A big opportunity, but it will take time for investors to see the results
22nd Century Group estimates the specialty hops segment is worth $500 billion, which is more than the $100 billion market opportunity it has in hemp/cannabis but less than the $714 billion addressable market it estimates it can reach in tobacco. That said, it may be awhile before the company starts generating any meaningful results from hops, as it anticipates its first revenue from the segment won't come for another 12 to 18 months.
Although the business has been generating revenue from tobacco for years, in 2020, the top line was just 8% higher than it was a few years earlier. The more promising growth opportunity lies in its very low nicotine (VLN) products, which can make it easier for smokers to kick the habit. But in order for it to market those products as containing 95% less nicotine (which could undoubtedly lead to significant sales growth), the U.S. Food and Drug Administration (FDA) first needs to approve the company's modified risk tobacco product (MRTP) application. The company notes that two-thirds of adult smokers (which it includes in its total addressable market estimate) want to quit and its VLN products could help them do that.
But none of that has happened yet, and while 22nd Century Group is optimistic that it will, there's no set date as to when investors can expect the stamp of approval. Once it gets the OK, the company says it will launch the VLN products in the U.S. within 90 days. Internationally, where the process is a bit easier, 22nd Century Group estimates that it will be able to launch VLN products by the first quarter of 2022.
In its hemp and cannabis business, 22nd Century Group anticipates that it will begin generating revenue before the end of this year.
Is 22nd Century Group a buy on this news?
Now that there's more clarity surrounding 22nd Century Group, there's a bit less uncertainty for investors -- but the stock is still far from a safe buy. There are too many "ifs" surrounding its operations. If its MRTP application is successful in the U.S. market, its VLN products could be game-changers.

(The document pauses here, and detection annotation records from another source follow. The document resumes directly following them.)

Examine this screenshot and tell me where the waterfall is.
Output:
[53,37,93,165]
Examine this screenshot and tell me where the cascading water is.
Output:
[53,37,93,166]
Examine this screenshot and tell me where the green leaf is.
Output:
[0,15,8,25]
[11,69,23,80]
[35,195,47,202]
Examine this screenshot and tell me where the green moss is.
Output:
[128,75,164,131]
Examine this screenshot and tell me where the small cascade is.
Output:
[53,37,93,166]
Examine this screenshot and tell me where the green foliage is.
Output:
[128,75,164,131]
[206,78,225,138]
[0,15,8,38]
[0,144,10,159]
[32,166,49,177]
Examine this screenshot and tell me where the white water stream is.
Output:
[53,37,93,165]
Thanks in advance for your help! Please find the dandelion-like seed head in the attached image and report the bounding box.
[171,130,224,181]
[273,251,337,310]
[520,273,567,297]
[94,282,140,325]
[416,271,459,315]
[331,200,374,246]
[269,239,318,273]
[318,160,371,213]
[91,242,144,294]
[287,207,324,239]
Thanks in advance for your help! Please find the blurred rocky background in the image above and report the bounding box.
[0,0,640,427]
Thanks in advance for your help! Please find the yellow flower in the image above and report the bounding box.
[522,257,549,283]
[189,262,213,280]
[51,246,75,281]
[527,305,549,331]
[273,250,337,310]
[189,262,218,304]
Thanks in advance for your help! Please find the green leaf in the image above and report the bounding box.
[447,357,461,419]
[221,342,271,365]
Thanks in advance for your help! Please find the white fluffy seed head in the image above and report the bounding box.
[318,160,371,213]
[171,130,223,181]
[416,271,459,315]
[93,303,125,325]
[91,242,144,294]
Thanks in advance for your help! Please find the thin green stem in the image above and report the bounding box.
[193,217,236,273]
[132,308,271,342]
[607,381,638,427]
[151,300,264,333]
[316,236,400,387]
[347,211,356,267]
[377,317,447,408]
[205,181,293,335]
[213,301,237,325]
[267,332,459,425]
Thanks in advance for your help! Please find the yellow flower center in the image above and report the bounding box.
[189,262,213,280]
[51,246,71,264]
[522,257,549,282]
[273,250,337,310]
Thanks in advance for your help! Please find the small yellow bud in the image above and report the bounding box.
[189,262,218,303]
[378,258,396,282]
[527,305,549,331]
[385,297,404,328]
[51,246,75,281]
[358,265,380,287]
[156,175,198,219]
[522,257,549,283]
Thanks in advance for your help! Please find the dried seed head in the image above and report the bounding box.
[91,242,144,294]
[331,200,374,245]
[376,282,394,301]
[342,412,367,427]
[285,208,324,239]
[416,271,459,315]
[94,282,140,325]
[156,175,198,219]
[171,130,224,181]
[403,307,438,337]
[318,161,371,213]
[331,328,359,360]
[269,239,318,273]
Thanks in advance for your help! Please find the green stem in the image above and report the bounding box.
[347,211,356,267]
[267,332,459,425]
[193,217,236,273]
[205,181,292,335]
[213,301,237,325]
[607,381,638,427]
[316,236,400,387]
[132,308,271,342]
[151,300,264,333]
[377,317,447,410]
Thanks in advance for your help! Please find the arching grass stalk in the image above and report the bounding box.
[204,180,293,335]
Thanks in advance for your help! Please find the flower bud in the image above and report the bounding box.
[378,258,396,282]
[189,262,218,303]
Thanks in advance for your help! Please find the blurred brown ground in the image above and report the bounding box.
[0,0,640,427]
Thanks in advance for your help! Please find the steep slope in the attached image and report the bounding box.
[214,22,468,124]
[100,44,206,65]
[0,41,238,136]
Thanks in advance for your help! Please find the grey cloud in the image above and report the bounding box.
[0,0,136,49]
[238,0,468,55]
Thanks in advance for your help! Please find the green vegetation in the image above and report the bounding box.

But even then, it might be difficult to determine whether that will be enough to make the company profitable. If its cannabis operations can generate meaningful revenue, that can also help push the needle in the right direction. But investors shouldn't overlook the fact that many cannabis businesses struggle to turn a profit, and there's plenty of risk there as well.
With losses totaling $20 million over the trailing 12 months (on revenue of $30 million, all from tobacco), 22nd Century isn't exactly delivering the results that would normally get investors excited about a business. It has also burned through cash from its day-to-day operations in each of the past four quarters.
If all goes well, 22nd Century Group's stock could soar in the years ahead, but it could also crash if its MRTP application ends up failing. Given the many question marks that still remain, this isn't an investment I would consider for my portfolio. And unless you have a high risk tolerance, you're likely better off steering clear of it too, at least until the FDA makes a decision on the company's MRTP application.